After-the-rain.org / Flicka watercolor

10/3/21 Sunday

There is no longer a tiny ship waiting for me. No sails to mend, no rigging to tune, no bottom to clean. I’m more efficient at work, no longer distracted by fretting about wind and tides, planning the next adventure. Chart #18441 (which covers the southern Salish Sea) has long since been rolled up, collecting dust in a storage unit at the marina. The sound of the bow crashing through waves, the risk of going forward untethered to clear a fouled jib sheet, and the satisfaction of bringing a sailboat back safely to a slip singlehanded are all memories now, fading quickly with time.

To pile on, summer is long gone. Darkness comes early these days, and a quiet gray is creeping in, subtle but persistent. I still go walk the beach sometimes, but the sand is cold, and now I wear shoes. The soles of my feet are becoming soft, muscles are disappearing, and my palms are pasty. Frankly I’m getting fat. The new Monday through Friday work routine is really sealing the deal, and this is having the same dulling effect on the inside. Slowly but surely life is becoming comfortable. The rainy days of autumn are quiet, peaceful in a way, thoughtful, and soft. The only new excitement is my Swedish friend.

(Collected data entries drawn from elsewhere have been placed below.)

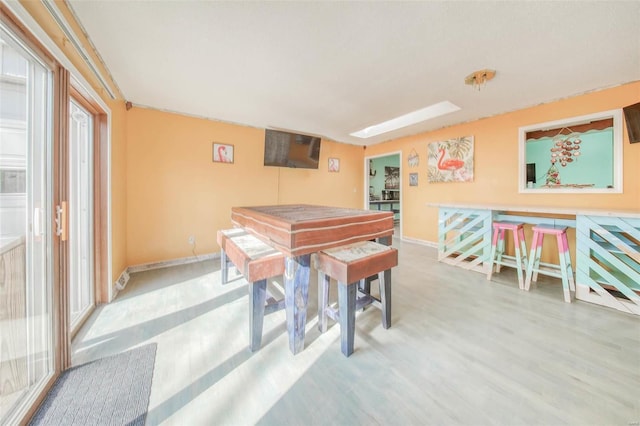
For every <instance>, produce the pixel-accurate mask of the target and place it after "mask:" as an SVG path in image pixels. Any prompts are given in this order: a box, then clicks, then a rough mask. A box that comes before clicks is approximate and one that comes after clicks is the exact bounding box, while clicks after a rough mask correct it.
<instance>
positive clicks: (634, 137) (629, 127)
mask: <svg viewBox="0 0 640 426" xmlns="http://www.w3.org/2000/svg"><path fill="white" fill-rule="evenodd" d="M622 110H623V111H624V119H625V121H626V122H627V134H628V135H629V142H630V143H637V142H640V102H638V103H637V104H633V105H629V106H626V107H624V108H622Z"/></svg>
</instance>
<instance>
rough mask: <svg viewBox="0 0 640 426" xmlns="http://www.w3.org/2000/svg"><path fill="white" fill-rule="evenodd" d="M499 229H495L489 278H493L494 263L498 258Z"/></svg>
mask: <svg viewBox="0 0 640 426" xmlns="http://www.w3.org/2000/svg"><path fill="white" fill-rule="evenodd" d="M498 233H499V232H498V231H497V230H496V229H495V228H494V229H493V237H492V239H491V254H490V255H489V273H488V274H487V279H488V280H491V277H492V276H493V264H494V260H495V258H496V251H497V244H498Z"/></svg>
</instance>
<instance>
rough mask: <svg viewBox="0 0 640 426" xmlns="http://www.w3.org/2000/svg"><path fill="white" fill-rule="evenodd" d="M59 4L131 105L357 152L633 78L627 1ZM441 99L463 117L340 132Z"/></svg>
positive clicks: (96, 1) (637, 40) (251, 2)
mask: <svg viewBox="0 0 640 426" xmlns="http://www.w3.org/2000/svg"><path fill="white" fill-rule="evenodd" d="M69 3H70V4H71V6H72V8H73V10H74V11H75V13H76V15H77V17H78V18H79V20H80V22H81V23H82V25H83V26H84V28H85V30H86V32H87V33H88V35H89V37H90V39H91V40H92V42H93V43H94V45H95V46H96V48H97V50H98V52H99V54H100V55H101V56H102V58H103V60H104V61H105V63H106V65H107V67H108V69H109V70H110V72H111V74H112V76H113V78H114V79H115V81H116V83H117V84H118V86H119V87H120V90H121V91H122V93H123V95H124V96H125V98H126V99H127V100H129V101H131V102H133V103H134V104H135V105H139V106H149V107H153V108H157V109H162V110H169V111H175V112H179V113H185V114H190V115H196V116H202V117H207V118H211V119H215V120H221V121H228V122H233V123H239V124H244V125H249V126H254V127H260V128H276V129H286V130H292V131H296V132H300V133H306V134H313V135H320V136H324V137H326V138H329V139H332V140H335V141H339V142H345V143H351V144H358V145H371V144H374V143H378V142H382V141H385V140H390V139H395V138H397V137H400V136H405V135H411V134H416V133H420V132H424V131H428V130H433V129H437V128H441V127H444V126H449V125H453V124H456V123H461V122H466V121H471V120H475V119H478V118H482V117H488V116H492V115H496V114H500V113H504V112H509V111H513V110H517V109H521V108H524V107H529V106H533V105H537V104H540V103H544V102H549V101H552V100H557V99H560V98H564V97H568V96H573V95H576V94H581V93H584V92H587V91H591V90H597V89H601V88H606V87H611V86H615V85H619V84H623V83H628V82H631V81H636V80H640V2H638V1H626V2H618V1H606V2H605V1H603V2H584V1H554V2H538V1H527V2H524V1H507V2H489V1H474V2H453V1H449V2H444V1H443V2H436V1H423V2H377V1H376V2H366V1H364V2H327V1H315V2H295V1H288V2H235V1H232V2H217V1H157V0H156V1H107V0H103V1H95V0H70V2H69ZM484 68H490V69H495V70H496V71H497V74H496V77H495V78H494V79H493V80H492V81H491V82H489V83H488V84H487V85H486V86H485V87H484V88H483V89H482V90H481V91H477V90H474V89H472V88H471V87H470V86H466V85H465V84H464V78H465V77H466V76H467V75H468V74H470V73H471V72H472V71H475V70H478V69H484ZM443 100H449V101H451V102H453V103H454V104H456V105H458V106H460V107H461V108H462V109H461V110H460V111H458V112H454V113H451V114H449V115H446V116H443V117H440V118H437V119H434V120H430V121H428V122H424V123H421V124H417V125H414V126H410V127H407V128H404V129H401V130H397V131H394V132H391V133H387V134H384V135H380V136H377V137H374V138H370V139H358V138H355V137H352V136H349V133H351V132H354V131H356V130H360V129H362V128H364V127H367V126H370V125H373V124H377V123H379V122H381V121H385V120H389V119H391V118H395V117H397V116H399V115H403V114H406V113H408V112H411V111H414V110H417V109H420V108H423V107H426V106H428V105H431V104H434V103H437V102H440V101H443ZM559 118H561V117H559Z"/></svg>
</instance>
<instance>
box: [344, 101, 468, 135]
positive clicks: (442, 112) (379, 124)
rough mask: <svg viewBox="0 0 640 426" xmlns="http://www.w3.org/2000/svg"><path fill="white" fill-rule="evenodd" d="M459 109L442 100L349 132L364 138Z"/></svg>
mask: <svg viewBox="0 0 640 426" xmlns="http://www.w3.org/2000/svg"><path fill="white" fill-rule="evenodd" d="M459 110H460V107H459V106H457V105H455V104H453V103H451V102H449V101H442V102H439V103H437V104H433V105H430V106H428V107H426V108H422V109H419V110H417V111H413V112H410V113H408V114H405V115H401V116H400V117H396V118H392V119H391V120H387V121H385V122H382V123H378V124H374V125H373V126H369V127H366V128H364V129H362V130H358V131H357V132H353V133H350V135H351V136H355V137H357V138H362V139H366V138H370V137H373V136H378V135H381V134H383V133H387V132H391V131H393V130H397V129H401V128H403V127H407V126H411V125H412V124H416V123H420V122H422V121H426V120H430V119H432V118H436V117H440V116H441V115H445V114H449V113H451V112H455V111H459Z"/></svg>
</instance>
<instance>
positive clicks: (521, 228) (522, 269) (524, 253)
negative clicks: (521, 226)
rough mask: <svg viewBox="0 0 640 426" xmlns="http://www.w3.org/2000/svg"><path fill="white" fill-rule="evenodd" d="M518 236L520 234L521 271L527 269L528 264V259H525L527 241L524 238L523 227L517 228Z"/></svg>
mask: <svg viewBox="0 0 640 426" xmlns="http://www.w3.org/2000/svg"><path fill="white" fill-rule="evenodd" d="M518 233H519V236H520V250H521V253H522V265H521V266H522V270H523V271H525V272H526V271H527V265H528V263H529V262H528V261H527V253H528V252H527V241H526V239H525V238H524V228H520V229H519V230H518Z"/></svg>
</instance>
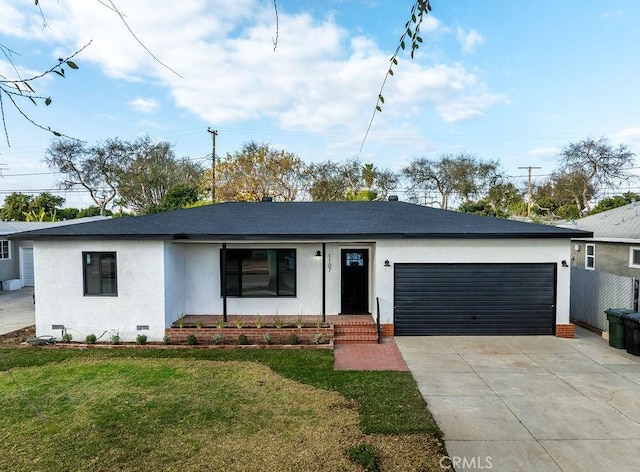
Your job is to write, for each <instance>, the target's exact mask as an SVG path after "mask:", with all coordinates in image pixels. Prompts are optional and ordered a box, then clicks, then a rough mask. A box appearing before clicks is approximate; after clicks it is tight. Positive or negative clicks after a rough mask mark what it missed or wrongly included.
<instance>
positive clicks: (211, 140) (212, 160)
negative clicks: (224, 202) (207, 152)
mask: <svg viewBox="0 0 640 472" xmlns="http://www.w3.org/2000/svg"><path fill="white" fill-rule="evenodd" d="M207 131H208V132H209V133H211V141H212V144H211V202H212V203H215V201H216V136H218V131H217V130H215V129H211V128H207Z"/></svg>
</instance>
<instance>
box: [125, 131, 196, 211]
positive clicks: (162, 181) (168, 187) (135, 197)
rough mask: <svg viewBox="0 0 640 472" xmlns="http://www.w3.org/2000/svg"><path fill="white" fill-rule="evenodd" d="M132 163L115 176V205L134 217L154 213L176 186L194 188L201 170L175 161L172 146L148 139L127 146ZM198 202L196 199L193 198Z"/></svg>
mask: <svg viewBox="0 0 640 472" xmlns="http://www.w3.org/2000/svg"><path fill="white" fill-rule="evenodd" d="M128 146H130V148H131V159H129V160H128V161H126V162H124V163H123V168H122V169H121V171H120V172H119V173H118V176H117V183H116V187H117V192H118V195H119V196H120V199H119V200H118V204H119V205H121V206H125V207H126V208H129V209H130V210H132V211H133V212H134V213H154V212H156V211H158V209H159V208H161V207H162V201H163V199H164V197H165V196H166V194H167V192H168V191H169V190H170V189H171V188H174V187H177V186H188V187H189V188H190V189H191V190H193V188H197V184H198V182H199V181H200V179H201V178H202V175H203V171H202V168H201V167H200V166H199V165H198V164H196V163H193V162H191V161H189V160H188V159H176V156H175V154H174V152H173V149H172V146H171V144H169V143H168V142H164V141H162V142H157V143H156V142H153V141H152V140H151V138H150V137H149V136H145V137H143V138H140V139H138V140H137V141H135V142H133V143H129V144H128ZM196 200H197V198H196Z"/></svg>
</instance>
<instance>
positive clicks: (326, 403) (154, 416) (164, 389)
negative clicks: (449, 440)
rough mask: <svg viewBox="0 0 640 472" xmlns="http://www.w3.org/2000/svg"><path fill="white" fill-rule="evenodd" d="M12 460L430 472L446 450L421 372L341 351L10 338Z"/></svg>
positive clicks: (89, 463)
mask: <svg viewBox="0 0 640 472" xmlns="http://www.w3.org/2000/svg"><path fill="white" fill-rule="evenodd" d="M0 411H1V412H2V415H0V441H2V447H3V453H2V454H0V470H159V469H162V470H297V471H303V470H304V471H306V470H325V471H327V470H328V471H332V470H362V468H361V467H360V466H358V465H356V464H354V463H353V462H351V461H350V460H349V459H348V457H347V451H348V450H349V449H351V448H354V447H355V446H357V445H359V444H370V445H372V446H373V447H374V448H375V449H376V451H377V453H378V462H379V463H380V464H381V466H382V470H406V469H403V467H405V466H410V467H411V468H410V469H408V470H419V469H420V468H422V469H423V470H429V469H430V468H432V467H433V468H435V467H437V464H438V460H439V458H440V457H441V455H442V454H444V449H443V447H442V446H441V441H440V440H439V438H440V431H439V429H438V427H437V425H436V424H435V422H434V421H433V418H432V417H431V415H430V413H429V411H428V409H427V408H426V405H425V404H424V401H423V400H422V397H421V396H420V394H419V392H418V390H417V388H416V385H415V382H414V381H413V379H412V377H411V375H410V374H409V373H408V372H336V371H334V370H333V354H332V352H331V351H328V350H255V349H238V350H147V349H145V350H141V349H140V350H136V349H117V350H116V349H113V350H103V349H93V350H86V351H79V350H47V349H38V348H31V349H4V350H0Z"/></svg>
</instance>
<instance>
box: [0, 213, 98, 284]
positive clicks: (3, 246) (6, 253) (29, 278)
mask: <svg viewBox="0 0 640 472" xmlns="http://www.w3.org/2000/svg"><path fill="white" fill-rule="evenodd" d="M103 219H105V217H101V216H98V217H88V218H78V219H74V220H65V221H54V222H44V221H43V222H26V221H1V220H0V282H1V281H3V280H13V279H19V280H20V285H21V286H22V287H33V284H34V272H33V241H30V240H14V241H10V240H9V236H10V235H12V234H15V233H19V232H22V231H32V230H36V229H45V228H52V227H55V226H63V225H71V224H78V223H86V222H89V221H97V220H103Z"/></svg>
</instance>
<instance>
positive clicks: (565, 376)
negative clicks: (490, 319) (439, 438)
mask: <svg viewBox="0 0 640 472" xmlns="http://www.w3.org/2000/svg"><path fill="white" fill-rule="evenodd" d="M395 341H396V344H397V345H398V347H399V348H400V351H401V353H402V355H403V357H404V359H405V361H406V362H407V365H408V366H409V369H410V370H411V372H412V374H413V377H414V378H415V380H416V382H417V383H418V388H419V389H420V392H421V393H422V395H423V396H424V398H425V400H426V401H427V404H428V405H429V409H430V410H431V412H432V413H433V415H434V417H435V419H436V421H437V423H438V425H439V426H440V428H441V429H442V431H443V432H444V439H445V444H446V447H447V451H448V453H449V457H450V458H451V461H452V462H453V464H454V466H455V470H456V471H458V472H460V471H465V470H494V471H532V472H545V471H556V472H557V471H563V472H584V471H586V470H594V471H595V470H602V471H604V470H615V471H617V472H621V471H633V472H636V471H637V470H638V468H639V467H640V466H639V464H640V357H635V356H632V355H630V354H627V352H626V351H625V350H620V349H615V348H612V347H609V345H608V343H607V341H605V340H603V339H602V338H601V337H599V336H596V335H594V334H592V333H590V332H588V331H586V330H583V329H580V328H578V329H576V338H575V339H560V338H555V337H551V336H499V337H487V336H480V337H467V336H460V337H449V336H446V337H396V338H395ZM446 464H449V462H445V465H446Z"/></svg>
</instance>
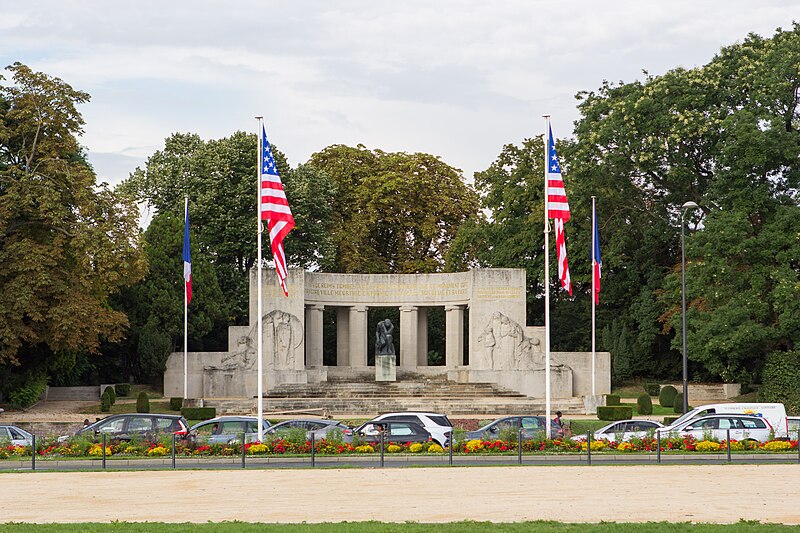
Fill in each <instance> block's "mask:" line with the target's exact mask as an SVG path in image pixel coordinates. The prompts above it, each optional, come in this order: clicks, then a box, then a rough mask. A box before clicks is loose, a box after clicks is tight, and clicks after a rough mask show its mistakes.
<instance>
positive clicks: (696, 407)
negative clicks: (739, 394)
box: [669, 402, 789, 439]
mask: <svg viewBox="0 0 800 533" xmlns="http://www.w3.org/2000/svg"><path fill="white" fill-rule="evenodd" d="M713 414H717V415H722V414H725V415H733V414H739V415H752V416H758V417H761V418H765V419H766V420H767V423H768V424H769V425H770V426H771V427H772V429H773V430H774V431H775V437H777V438H779V439H785V438H787V437H788V429H789V428H788V424H787V420H786V408H785V407H784V405H783V404H782V403H758V402H753V403H714V404H708V405H701V406H699V407H696V408H694V409H692V410H691V411H689V412H688V413H684V414H683V415H681V417H680V418H678V419H677V420H676V421H675V422H673V423H672V424H671V425H670V426H669V427H670V428H673V427H678V426H679V425H681V424H683V423H685V422H686V421H688V420H693V419H695V418H697V417H699V416H702V415H713Z"/></svg>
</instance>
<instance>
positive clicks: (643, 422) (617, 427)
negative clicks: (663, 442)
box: [572, 420, 664, 442]
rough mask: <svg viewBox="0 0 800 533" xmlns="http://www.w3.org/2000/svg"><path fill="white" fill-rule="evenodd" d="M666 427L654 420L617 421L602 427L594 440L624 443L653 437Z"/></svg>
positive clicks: (573, 436)
mask: <svg viewBox="0 0 800 533" xmlns="http://www.w3.org/2000/svg"><path fill="white" fill-rule="evenodd" d="M663 427H664V425H663V424H662V423H660V422H655V421H653V420H617V421H616V422H612V423H610V424H608V425H606V426H603V427H601V428H600V429H598V430H597V431H595V432H594V433H593V434H592V438H593V439H597V440H600V439H606V440H610V441H617V442H622V441H626V440H631V439H633V438H637V439H641V438H642V437H645V436H647V435H648V434H650V435H652V434H654V433H655V431H656V430H657V429H660V428H663ZM572 440H586V435H574V436H573V437H572Z"/></svg>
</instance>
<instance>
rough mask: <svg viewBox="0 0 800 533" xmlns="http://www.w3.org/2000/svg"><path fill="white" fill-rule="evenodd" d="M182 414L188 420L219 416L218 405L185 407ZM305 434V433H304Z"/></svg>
mask: <svg viewBox="0 0 800 533" xmlns="http://www.w3.org/2000/svg"><path fill="white" fill-rule="evenodd" d="M181 414H182V415H183V416H184V418H186V419H187V420H208V419H209V418H214V417H215V416H217V408H216V407H184V408H183V409H181ZM304 435H305V433H304Z"/></svg>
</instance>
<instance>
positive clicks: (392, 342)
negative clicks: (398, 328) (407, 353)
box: [375, 318, 394, 355]
mask: <svg viewBox="0 0 800 533" xmlns="http://www.w3.org/2000/svg"><path fill="white" fill-rule="evenodd" d="M392 331H394V324H392V321H391V320H389V319H388V318H387V319H386V320H381V321H380V322H378V328H377V330H376V331H375V355H394V342H393V341H392Z"/></svg>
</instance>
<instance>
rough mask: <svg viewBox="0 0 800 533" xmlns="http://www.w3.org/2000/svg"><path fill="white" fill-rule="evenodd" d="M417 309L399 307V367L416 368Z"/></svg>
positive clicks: (416, 342)
mask: <svg viewBox="0 0 800 533" xmlns="http://www.w3.org/2000/svg"><path fill="white" fill-rule="evenodd" d="M418 317H419V313H418V308H417V307H415V306H413V305H406V306H402V307H400V367H402V368H406V369H411V368H416V367H417V348H418V346H417V338H418V337H417V326H419V318H418Z"/></svg>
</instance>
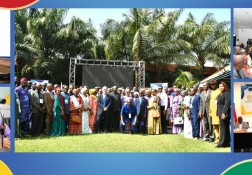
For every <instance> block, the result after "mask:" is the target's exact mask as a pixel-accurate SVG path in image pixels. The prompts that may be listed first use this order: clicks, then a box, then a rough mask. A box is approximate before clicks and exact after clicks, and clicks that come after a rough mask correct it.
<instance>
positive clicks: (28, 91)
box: [15, 78, 31, 137]
mask: <svg viewBox="0 0 252 175" xmlns="http://www.w3.org/2000/svg"><path fill="white" fill-rule="evenodd" d="M20 83H21V85H20V86H18V87H17V88H16V89H15V92H16V93H17V95H18V98H19V101H20V109H21V114H20V117H19V122H20V128H21V137H24V136H25V135H26V133H27V130H28V128H29V121H30V115H31V95H30V93H29V91H28V90H27V86H28V83H27V79H26V78H22V79H21V80H20Z"/></svg>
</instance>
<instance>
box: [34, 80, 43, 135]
mask: <svg viewBox="0 0 252 175" xmlns="http://www.w3.org/2000/svg"><path fill="white" fill-rule="evenodd" d="M41 90H42V85H41V84H39V83H38V84H36V90H35V91H32V92H31V105H32V115H31V121H32V127H31V134H32V135H33V136H35V135H40V134H42V131H43V124H44V122H43V117H44V112H45V106H44V99H43V94H42V92H41Z"/></svg>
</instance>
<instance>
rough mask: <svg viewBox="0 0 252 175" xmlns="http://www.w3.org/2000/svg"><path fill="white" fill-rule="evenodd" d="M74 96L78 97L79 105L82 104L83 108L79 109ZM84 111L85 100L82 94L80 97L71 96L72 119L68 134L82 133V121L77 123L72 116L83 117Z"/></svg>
mask: <svg viewBox="0 0 252 175" xmlns="http://www.w3.org/2000/svg"><path fill="white" fill-rule="evenodd" d="M73 98H77V101H78V103H79V105H81V106H82V108H81V110H80V111H79V110H77V107H76V106H75V105H74V99H73ZM82 111H83V101H82V98H81V96H78V97H74V96H71V97H70V120H69V126H68V134H76V135H77V134H82V127H81V123H82V122H81V123H75V122H72V120H71V117H72V116H76V115H77V116H79V117H80V118H82Z"/></svg>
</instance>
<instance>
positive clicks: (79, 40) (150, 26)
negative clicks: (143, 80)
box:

It’s late at night, and the rain pitter patters on the window. My energy is spent. I lie on my stomach, legs loosely tangled in a sheet, staring at the flickering candle by the bedside. Her fingertips softly trace my body, like warm little raindrops down my back. Without a word she hands me something. It’s a birthday card, a card and a chocolate bar actually. The chocolate makes me smile, but the card is a stunner. It’s a tiny watercolor of a little yellow Flicka, with tanbark sails no less. As usual she’s really not aware of how much these little gestures mean. I say thank you (a lot), blow out the candle, and lie wide awake drifting on a sea of memories as she quietly drifts off to sleep.

Author: Rainey

after-the-rain.org What started out as chicken scratch notes on the back pages of my boat’s logbook has now grown into a blog. These words and images help me cope with a loved one struggling with mental illness, and they help guide me through divorce, and the process of moving on. Thanks for reading along as I learn about life the hard way, do the best I can for my son in my new role as a single dad, and find weird similarities between restoring an old blue water sailboat and putting the pieces of my own life back together. Come check out my story and feel free to say hi!

13 thoughts on “Spark”

  1. It’s a common theme in much of my writing in here, that life is mostly lived in avoidance of three emotions: fear, loneliness, and boredom. Ironically, however, moving away from one always seems to bring another into proximity, so that finding balance is an always somewhat *uncomfortable* task.

    Liked by 1 person

    1. I’ve been thinking about your comment, and will try to clarify my problem with comfort, at least in the context of this post.
      For myself, there is a fine line between physical comfort and indulgence. This can lead to a dull body, which quietly slips into spiritual complacency. A couch, a tv, multiple kinds of insurance, and a steady job may sound great, but they slowly take their toll, slowly separate me from the real world, a world of intense beauty, intense pain, mind blowing love, and deep despair. Comfort becomes a silent prison to a soul that feeds on raw life. It masks problems, and can cause fear of the worst kind, fear of living.
      I don’t pretend to know what it’s like to walk in anyone else’s shoes, but I know what it’s like to walk in mine.

      Liked by 3 people

  2. A belated happy birthday Rainey. I get what you are saying. We are all dying a little with each day that goes by but it is true that when we become comfortable, complacent and our curiosity and determination to maximise each day, to challenge ourselves subsides, we begin to die inside even though we are still alive. Perhaps a good compromise is to know that there is a season for everything; that all seasons in life are necessary and give meaning to each other.